‘I didn’t want to leave my children’
Cancer does not define who I am. Jane Date can proudly speak those words now. The vibrant Canadian native and healthy mother of two grown children is enjoying her quaint Christ Church home and family life, and basking in the fact that she just recently got Barbadian citizenship.
One would never guess that 10 years ago she faced one of the greatest battles of her life.
“It’s something that happened,” she says, of the diagnosis of breast cancer. “Everybody handles breast cancer differently. There are people that know me fairly well that didn’t know that I had it, not because I’m keeping anything from anybody, but it’s no longer part of my life.
“When you’re going through it, it’s a different thing and I have a great deal of sympathy for people going through it because it can be a horrific thing. But I don’t dwell on it.”
For Jane, her approach to the cancer was similar to the way she approaches everything else in life – she was determined to deal with it.
“My children were approximately nine and 11 at the time and my major concern was my children. I don’t mean that in disrespect to my husband, but my husband has lived his life,” she said. “I was determined I was not leaving my children. That made the decision easier for me to do what I needed to do to get this problem fixed.”
Jane’s road to recovery included surgery and radiation treatment. It meant regular trips to the Queen Elizabeth Hospital and interaction with members of the radiology department, with whom she still keeps in contact.
“I chose to do what I had to do. I was extremely fortunate that I could do my radiation treatment here. I could have gone to Canada but it kept that normalcy in my life. I could wave goodbye to my children in the morning as they went to school, and then go to the hospital to do it and then come home and be here.”
Keeping that sense of normalcy was important to Jane, especially as it related to her family life. With cancer treatment, when there is so little that one has control over, Jane was determined to keep life steady and constant for them.
“At that period of time, you have no control over anything,” she said. “During the time of my radiation, I was told that you get extremely tired, but I was like I am going to the gym. I’ve been going to the gym for years because I’m severely asthmatic and it helps. Whether I had to crawl in there I was going and I continued to go the whole period of time. It wasn’t so much going to the gym, but it was the only thing I could control.”
Jane said her children, while young, also were very supportive. She recalled the Saturdays when her husband and daughter would go to the market to buy carrots because she was always consuming carrot juice.
“I think it worked, people told me I looked pretty and I would tell them it was the nuclear glow,” she said, laughing.
“On reflection, I can see that it was something my husband and daughter were doing for me. My son was amazingly positive for a child his age and I was so fortunate that we continued to lead as close to a normal life as we could.”
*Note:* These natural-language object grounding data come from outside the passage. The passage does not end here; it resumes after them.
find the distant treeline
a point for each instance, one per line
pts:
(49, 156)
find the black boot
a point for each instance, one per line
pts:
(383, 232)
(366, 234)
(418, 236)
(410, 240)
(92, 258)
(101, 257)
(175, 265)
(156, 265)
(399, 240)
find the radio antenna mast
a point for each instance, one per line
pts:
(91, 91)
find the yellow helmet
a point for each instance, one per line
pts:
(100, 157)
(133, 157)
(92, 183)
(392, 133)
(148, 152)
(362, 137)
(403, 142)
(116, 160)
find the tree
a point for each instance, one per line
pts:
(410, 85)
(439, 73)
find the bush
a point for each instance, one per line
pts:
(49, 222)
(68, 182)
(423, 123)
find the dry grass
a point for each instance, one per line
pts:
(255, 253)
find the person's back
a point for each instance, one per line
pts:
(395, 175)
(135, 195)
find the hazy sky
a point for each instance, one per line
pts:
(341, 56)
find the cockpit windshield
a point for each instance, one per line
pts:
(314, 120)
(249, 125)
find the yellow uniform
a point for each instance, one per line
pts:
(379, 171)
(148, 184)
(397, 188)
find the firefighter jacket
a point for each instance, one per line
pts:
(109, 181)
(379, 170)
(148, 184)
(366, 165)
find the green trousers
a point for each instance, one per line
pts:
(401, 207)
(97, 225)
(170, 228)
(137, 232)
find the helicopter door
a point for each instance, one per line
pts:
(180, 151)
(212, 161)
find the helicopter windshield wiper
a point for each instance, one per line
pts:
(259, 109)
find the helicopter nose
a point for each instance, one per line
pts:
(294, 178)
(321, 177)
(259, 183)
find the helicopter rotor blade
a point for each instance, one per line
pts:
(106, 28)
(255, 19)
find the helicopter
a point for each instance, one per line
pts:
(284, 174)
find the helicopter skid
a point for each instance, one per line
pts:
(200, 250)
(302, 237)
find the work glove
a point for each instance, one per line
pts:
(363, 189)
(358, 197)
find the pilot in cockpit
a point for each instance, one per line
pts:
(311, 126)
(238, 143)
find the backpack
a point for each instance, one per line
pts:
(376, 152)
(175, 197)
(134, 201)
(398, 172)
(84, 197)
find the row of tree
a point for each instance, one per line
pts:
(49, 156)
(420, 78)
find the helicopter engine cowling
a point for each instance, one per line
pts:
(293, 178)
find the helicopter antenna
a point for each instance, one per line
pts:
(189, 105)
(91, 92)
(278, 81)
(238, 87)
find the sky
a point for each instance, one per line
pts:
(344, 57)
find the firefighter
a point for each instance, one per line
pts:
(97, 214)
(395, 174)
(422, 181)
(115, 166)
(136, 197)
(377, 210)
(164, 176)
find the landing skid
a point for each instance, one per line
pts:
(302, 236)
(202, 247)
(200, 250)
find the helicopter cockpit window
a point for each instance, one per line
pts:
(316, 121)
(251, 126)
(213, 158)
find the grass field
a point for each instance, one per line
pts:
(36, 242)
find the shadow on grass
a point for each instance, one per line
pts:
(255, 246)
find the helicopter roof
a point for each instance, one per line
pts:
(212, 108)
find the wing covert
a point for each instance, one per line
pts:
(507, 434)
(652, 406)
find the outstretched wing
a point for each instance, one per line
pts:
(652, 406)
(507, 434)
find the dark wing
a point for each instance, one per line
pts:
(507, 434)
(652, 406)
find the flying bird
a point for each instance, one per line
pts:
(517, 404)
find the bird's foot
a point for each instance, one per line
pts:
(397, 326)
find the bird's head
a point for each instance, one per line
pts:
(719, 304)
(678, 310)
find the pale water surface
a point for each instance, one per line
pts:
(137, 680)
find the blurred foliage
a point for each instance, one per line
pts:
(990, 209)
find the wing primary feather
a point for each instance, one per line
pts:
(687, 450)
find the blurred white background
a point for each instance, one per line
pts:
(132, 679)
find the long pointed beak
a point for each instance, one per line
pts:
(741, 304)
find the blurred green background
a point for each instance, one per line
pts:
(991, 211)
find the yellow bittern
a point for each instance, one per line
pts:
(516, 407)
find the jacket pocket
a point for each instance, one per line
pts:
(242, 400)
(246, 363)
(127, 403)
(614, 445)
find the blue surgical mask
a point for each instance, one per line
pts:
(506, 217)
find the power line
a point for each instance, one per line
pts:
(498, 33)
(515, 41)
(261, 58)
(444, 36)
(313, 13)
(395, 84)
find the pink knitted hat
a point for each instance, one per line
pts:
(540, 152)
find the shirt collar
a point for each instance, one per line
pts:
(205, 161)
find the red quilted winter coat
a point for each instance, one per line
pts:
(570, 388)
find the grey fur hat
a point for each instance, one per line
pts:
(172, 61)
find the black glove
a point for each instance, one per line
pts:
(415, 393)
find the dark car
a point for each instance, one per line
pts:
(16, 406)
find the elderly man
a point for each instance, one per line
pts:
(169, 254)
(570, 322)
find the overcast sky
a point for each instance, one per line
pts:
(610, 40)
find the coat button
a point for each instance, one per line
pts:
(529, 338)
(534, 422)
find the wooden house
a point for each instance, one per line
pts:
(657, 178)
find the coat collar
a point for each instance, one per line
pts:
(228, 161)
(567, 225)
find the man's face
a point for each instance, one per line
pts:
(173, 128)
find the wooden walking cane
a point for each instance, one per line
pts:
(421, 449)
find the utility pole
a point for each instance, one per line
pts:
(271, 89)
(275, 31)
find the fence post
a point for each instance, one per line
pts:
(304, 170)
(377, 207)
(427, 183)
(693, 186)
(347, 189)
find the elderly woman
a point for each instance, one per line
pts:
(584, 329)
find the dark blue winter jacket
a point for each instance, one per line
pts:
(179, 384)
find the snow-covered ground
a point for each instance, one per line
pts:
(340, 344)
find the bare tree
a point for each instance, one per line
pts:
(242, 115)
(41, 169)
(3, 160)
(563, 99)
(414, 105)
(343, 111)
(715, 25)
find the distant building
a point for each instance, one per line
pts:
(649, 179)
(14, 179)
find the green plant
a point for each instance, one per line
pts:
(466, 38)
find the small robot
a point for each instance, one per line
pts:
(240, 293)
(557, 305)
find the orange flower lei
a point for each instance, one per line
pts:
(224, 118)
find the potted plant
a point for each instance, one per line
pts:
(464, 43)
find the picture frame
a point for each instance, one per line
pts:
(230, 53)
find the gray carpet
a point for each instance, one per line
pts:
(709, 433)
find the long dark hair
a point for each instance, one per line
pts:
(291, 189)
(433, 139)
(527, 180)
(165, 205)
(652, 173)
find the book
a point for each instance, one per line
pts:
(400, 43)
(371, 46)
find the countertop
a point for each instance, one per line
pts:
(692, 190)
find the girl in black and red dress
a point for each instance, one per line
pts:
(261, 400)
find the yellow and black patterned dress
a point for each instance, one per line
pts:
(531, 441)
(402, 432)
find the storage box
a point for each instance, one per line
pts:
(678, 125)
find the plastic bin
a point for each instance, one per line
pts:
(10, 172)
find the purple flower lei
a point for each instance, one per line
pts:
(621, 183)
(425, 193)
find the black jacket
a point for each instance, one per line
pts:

Jane said during her own struggles she would be brought down to earth when she would be in radiotherapy sessions sitting next to a little boy which made her problems seem miniscule in comparison.
Though Jane said she dealt with the cancer and moved on, she viewed it as a part of her journey of life.
“I had a wonderful career. I flew for Air Canada as a flight attendant. Even when my children were young, we continued to travel,” she said. “But one of the comforting things going through that period was that I never had any regrets. I had always done so much.”
“It was something that happened. I never had breast cancer in my family,” she said. “I was sitting in bed with my husband talking and I found the lump. But I dealt with it and it has passed and hopefully I won’t ever have to deal with it again.”